November 18 – suggested reading: Isaiah 53:1-8

Who would have believed what we just heard? When was the Lordʼs power revealed through him? He sprouted up like a twig before God, like a root out of parched soil; he had no stately form or majesty that might catch our attention, no special appearance that we should want to follow him. He was despised and rejected by people, one who experienced pain and was acquainted with illness; people hid their faces from him; he was despised, and we considered him insignificant. But he lifted up our illnesses, he carried our pain; even though we thought he was being punished, attacked by God, and afflicted for something he had done. He was wounded because of our rebellious deeds, crushed because of our sins; he endured punishment that made us well; because of his wounds we have been healed. All of us had wandered off like sheep; each of us had strayed off on his own path, but the Lord caused the sin of all of us to attack him. He was treated harshly and afflicted, but he did not even open his mouth. Like a lamb led to the slaughtering block, like a sheep silent before her shearers, he did not even open his mouth. He was led away after an unjust trial – but who even cared? Indeed, he was cut off from the land of the living; because of the rebellion of his own people he was wounded.” Isaiah 53:1-8

“Mums the word”

Mum is a Middle English word meaning ‘silent’, and may be derived from the mummer who acts without speaking. Note the similarity to the word “mime”, which of course in an actor who does not speak with words, but with fluid and dramatic motions.

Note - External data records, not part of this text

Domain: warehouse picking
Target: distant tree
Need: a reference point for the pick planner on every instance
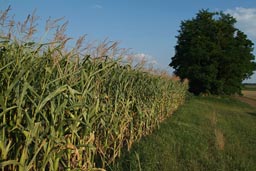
(214, 55)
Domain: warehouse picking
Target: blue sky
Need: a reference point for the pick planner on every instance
(147, 27)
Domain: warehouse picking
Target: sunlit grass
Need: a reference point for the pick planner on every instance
(204, 134)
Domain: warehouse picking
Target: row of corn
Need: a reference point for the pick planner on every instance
(63, 111)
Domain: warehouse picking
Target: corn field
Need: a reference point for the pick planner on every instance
(60, 110)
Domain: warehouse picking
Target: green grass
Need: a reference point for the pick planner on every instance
(251, 87)
(204, 134)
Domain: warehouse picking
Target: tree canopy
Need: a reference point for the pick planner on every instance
(214, 55)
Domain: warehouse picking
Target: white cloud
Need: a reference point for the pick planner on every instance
(246, 20)
(141, 57)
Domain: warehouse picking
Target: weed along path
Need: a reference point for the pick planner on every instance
(248, 97)
(206, 133)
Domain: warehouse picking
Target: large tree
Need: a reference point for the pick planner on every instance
(214, 55)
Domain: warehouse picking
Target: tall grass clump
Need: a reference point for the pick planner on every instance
(64, 110)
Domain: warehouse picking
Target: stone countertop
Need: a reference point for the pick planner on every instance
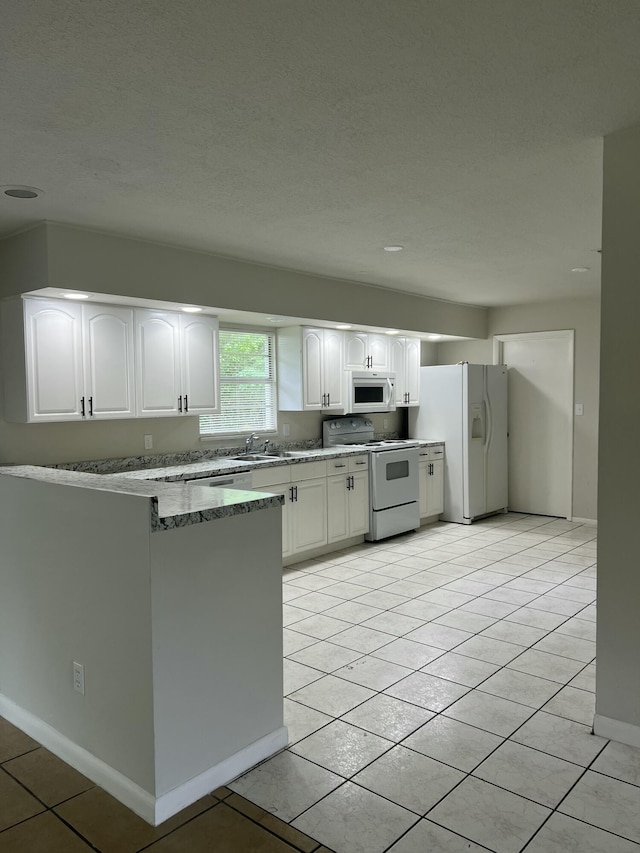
(171, 504)
(225, 465)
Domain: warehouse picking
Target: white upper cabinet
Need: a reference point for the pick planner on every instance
(67, 361)
(177, 364)
(366, 351)
(310, 369)
(108, 361)
(405, 363)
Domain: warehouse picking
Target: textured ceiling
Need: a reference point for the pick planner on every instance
(310, 133)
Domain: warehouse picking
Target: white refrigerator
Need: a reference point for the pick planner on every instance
(465, 405)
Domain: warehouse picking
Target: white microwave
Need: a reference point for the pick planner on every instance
(370, 392)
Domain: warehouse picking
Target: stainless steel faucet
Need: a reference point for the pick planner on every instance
(248, 444)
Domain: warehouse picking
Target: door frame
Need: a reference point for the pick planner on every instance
(565, 335)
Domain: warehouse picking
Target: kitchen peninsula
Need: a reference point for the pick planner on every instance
(168, 596)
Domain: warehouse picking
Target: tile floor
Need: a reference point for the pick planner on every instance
(440, 694)
(439, 697)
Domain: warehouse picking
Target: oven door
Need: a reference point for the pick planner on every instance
(371, 392)
(394, 477)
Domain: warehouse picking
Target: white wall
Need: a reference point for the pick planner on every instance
(66, 595)
(584, 317)
(618, 638)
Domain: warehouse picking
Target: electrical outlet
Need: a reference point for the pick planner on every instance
(78, 677)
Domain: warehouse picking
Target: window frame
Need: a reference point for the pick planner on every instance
(213, 436)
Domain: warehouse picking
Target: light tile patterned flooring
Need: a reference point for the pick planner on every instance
(440, 694)
(439, 699)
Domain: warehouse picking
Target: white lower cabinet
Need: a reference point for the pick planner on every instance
(431, 480)
(304, 512)
(347, 498)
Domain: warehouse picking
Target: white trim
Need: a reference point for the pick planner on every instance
(121, 787)
(174, 801)
(153, 810)
(616, 730)
(562, 334)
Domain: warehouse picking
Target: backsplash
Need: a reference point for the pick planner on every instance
(185, 457)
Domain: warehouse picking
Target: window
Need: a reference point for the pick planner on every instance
(247, 384)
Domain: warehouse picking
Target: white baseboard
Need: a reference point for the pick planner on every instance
(121, 787)
(144, 804)
(616, 730)
(177, 799)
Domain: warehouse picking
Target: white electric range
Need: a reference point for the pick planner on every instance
(393, 474)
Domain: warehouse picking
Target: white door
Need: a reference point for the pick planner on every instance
(540, 391)
(200, 387)
(312, 364)
(412, 370)
(158, 385)
(333, 372)
(397, 362)
(108, 361)
(54, 360)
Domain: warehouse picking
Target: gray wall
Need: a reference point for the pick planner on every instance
(618, 681)
(584, 317)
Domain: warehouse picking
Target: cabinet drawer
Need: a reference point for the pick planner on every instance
(431, 453)
(358, 463)
(271, 476)
(308, 470)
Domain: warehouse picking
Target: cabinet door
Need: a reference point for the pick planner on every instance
(423, 486)
(53, 340)
(356, 351)
(158, 389)
(312, 368)
(397, 363)
(435, 488)
(379, 352)
(199, 359)
(108, 361)
(309, 515)
(359, 504)
(412, 370)
(337, 508)
(333, 369)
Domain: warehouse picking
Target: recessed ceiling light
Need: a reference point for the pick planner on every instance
(17, 191)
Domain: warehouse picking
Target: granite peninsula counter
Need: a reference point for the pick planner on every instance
(172, 504)
(170, 597)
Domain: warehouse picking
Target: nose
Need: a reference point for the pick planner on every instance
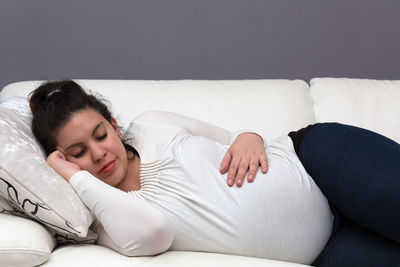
(98, 152)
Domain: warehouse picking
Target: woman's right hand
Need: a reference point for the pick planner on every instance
(58, 161)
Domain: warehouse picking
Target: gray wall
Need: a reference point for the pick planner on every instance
(198, 39)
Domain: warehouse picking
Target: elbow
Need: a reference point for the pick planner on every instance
(156, 239)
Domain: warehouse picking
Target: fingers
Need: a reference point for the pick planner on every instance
(264, 162)
(226, 161)
(233, 168)
(253, 167)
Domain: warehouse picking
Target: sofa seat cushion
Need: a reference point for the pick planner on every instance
(93, 255)
(29, 245)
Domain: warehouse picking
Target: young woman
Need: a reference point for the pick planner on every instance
(166, 187)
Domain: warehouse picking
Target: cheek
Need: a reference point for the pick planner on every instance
(83, 163)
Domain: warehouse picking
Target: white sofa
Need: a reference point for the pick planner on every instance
(271, 107)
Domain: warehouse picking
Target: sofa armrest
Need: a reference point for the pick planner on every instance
(23, 242)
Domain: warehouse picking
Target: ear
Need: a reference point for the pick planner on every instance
(115, 126)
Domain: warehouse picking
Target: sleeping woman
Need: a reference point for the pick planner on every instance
(175, 183)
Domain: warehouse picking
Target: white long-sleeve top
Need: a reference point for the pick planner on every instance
(185, 204)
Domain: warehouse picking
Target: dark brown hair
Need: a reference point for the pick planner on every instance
(52, 105)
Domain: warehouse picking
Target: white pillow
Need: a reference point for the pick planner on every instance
(23, 242)
(28, 185)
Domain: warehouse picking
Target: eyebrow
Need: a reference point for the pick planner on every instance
(94, 131)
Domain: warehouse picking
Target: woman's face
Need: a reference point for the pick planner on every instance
(90, 141)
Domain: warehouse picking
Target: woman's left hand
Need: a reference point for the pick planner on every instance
(245, 155)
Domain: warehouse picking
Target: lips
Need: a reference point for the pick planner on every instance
(108, 167)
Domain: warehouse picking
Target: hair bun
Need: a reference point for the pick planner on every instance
(50, 91)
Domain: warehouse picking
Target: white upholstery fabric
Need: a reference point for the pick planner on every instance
(28, 183)
(23, 242)
(85, 256)
(370, 104)
(269, 107)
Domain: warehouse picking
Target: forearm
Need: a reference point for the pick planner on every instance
(135, 227)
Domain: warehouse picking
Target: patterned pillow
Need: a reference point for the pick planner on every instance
(29, 187)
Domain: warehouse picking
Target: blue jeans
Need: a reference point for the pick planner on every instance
(359, 173)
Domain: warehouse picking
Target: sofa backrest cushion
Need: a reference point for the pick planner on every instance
(270, 107)
(370, 104)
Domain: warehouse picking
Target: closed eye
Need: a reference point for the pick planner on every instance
(102, 137)
(80, 154)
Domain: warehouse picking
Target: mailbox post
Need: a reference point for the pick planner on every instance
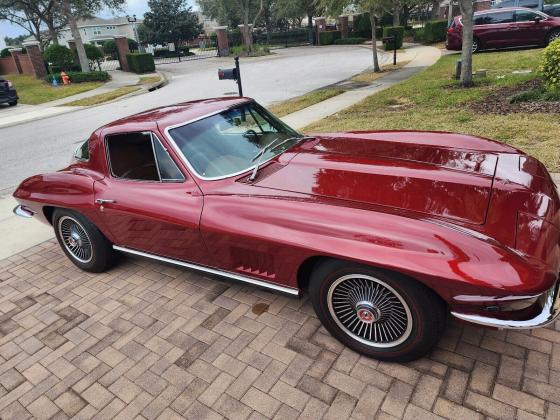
(232, 74)
(392, 39)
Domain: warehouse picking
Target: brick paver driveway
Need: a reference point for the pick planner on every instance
(150, 340)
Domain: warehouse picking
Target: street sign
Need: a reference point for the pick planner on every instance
(232, 74)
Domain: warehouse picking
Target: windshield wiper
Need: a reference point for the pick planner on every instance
(270, 148)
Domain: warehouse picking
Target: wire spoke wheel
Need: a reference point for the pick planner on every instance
(75, 239)
(369, 310)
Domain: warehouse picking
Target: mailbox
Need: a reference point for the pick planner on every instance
(227, 74)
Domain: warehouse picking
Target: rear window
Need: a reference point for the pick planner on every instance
(494, 18)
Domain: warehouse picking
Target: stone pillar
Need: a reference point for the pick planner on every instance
(72, 45)
(16, 53)
(320, 26)
(222, 41)
(242, 29)
(343, 26)
(36, 57)
(122, 51)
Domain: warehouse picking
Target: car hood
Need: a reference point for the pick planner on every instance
(433, 174)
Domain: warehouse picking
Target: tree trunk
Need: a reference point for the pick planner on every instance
(82, 57)
(435, 9)
(466, 53)
(53, 35)
(374, 41)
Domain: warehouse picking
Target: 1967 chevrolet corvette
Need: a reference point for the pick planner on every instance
(387, 231)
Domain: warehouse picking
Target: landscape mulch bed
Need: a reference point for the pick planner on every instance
(498, 102)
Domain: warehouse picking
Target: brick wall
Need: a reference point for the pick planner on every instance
(7, 65)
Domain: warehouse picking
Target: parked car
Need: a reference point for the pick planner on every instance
(506, 28)
(387, 231)
(8, 94)
(549, 9)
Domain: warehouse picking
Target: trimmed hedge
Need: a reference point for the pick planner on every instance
(434, 31)
(141, 62)
(397, 32)
(79, 77)
(348, 41)
(550, 66)
(329, 37)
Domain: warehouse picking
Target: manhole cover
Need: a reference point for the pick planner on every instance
(260, 308)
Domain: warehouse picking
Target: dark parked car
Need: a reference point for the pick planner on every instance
(506, 28)
(388, 231)
(549, 9)
(8, 94)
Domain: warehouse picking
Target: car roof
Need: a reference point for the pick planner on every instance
(180, 113)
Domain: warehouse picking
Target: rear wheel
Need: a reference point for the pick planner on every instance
(553, 36)
(377, 313)
(82, 242)
(476, 45)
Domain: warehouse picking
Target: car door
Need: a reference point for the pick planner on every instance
(528, 29)
(494, 29)
(146, 202)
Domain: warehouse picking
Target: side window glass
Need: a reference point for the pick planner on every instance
(131, 156)
(502, 17)
(82, 152)
(524, 16)
(168, 170)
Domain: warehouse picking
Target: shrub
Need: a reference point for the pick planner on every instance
(132, 44)
(550, 66)
(141, 62)
(362, 26)
(418, 35)
(79, 77)
(434, 31)
(328, 37)
(347, 41)
(59, 56)
(395, 31)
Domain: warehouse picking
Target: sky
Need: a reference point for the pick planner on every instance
(137, 7)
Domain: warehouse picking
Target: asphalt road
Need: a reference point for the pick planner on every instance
(47, 144)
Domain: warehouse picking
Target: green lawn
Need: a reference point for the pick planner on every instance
(431, 100)
(33, 91)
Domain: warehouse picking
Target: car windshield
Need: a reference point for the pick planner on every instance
(227, 143)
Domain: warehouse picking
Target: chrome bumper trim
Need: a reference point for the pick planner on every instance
(23, 212)
(550, 309)
(284, 289)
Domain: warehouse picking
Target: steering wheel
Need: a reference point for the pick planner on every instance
(253, 133)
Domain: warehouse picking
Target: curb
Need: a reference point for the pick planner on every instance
(163, 82)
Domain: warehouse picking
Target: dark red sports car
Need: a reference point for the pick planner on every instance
(387, 231)
(505, 28)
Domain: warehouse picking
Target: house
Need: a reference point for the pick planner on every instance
(96, 30)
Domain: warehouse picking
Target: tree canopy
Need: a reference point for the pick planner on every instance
(169, 21)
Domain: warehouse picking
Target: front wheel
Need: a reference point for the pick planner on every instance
(378, 313)
(82, 242)
(553, 36)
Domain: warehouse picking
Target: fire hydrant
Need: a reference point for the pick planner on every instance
(65, 78)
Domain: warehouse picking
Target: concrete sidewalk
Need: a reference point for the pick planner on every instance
(420, 57)
(23, 113)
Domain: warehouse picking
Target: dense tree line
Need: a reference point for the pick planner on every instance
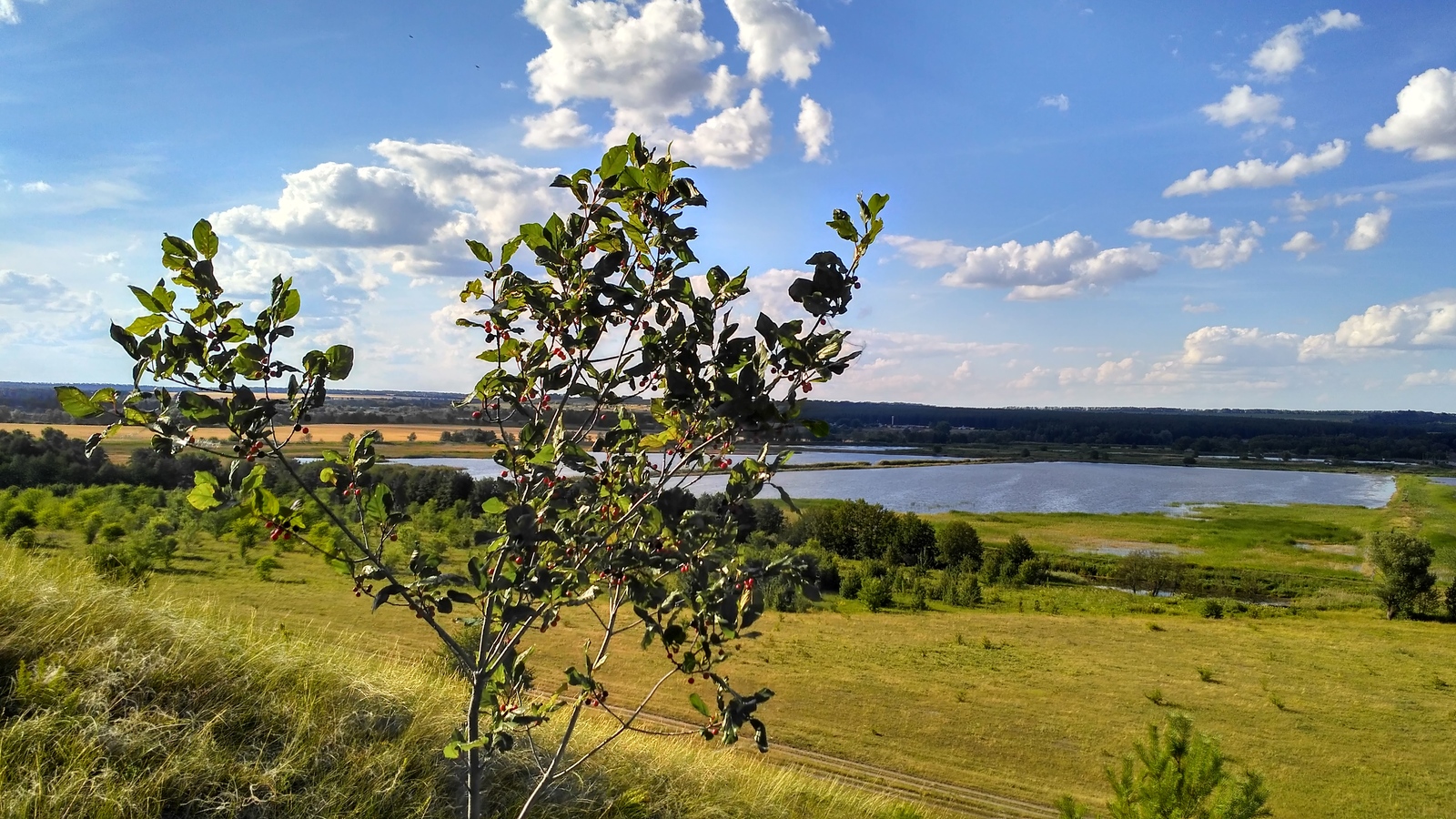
(1349, 436)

Although Isaiah is an Old Testament prophet, this passage has been used referentially to Jesus Christ by scholars because the earliest church leaders used it in teaching inquirers about Christ. Acts 8:26-40 relates the story of the Holy Spirit directing the evangelist Philip to an Ethiopian eunuch who was reading Isaiah 53 – and the instant Philip came alongside the chariot the man had his finger on verses 7-8. When Philip asked if he understood the words, the eunuch invited him to explain them. Luke records the grand response: “Then Philip began with that very passage of Scripture and told him the good news about Jesus” (Acts 8:35).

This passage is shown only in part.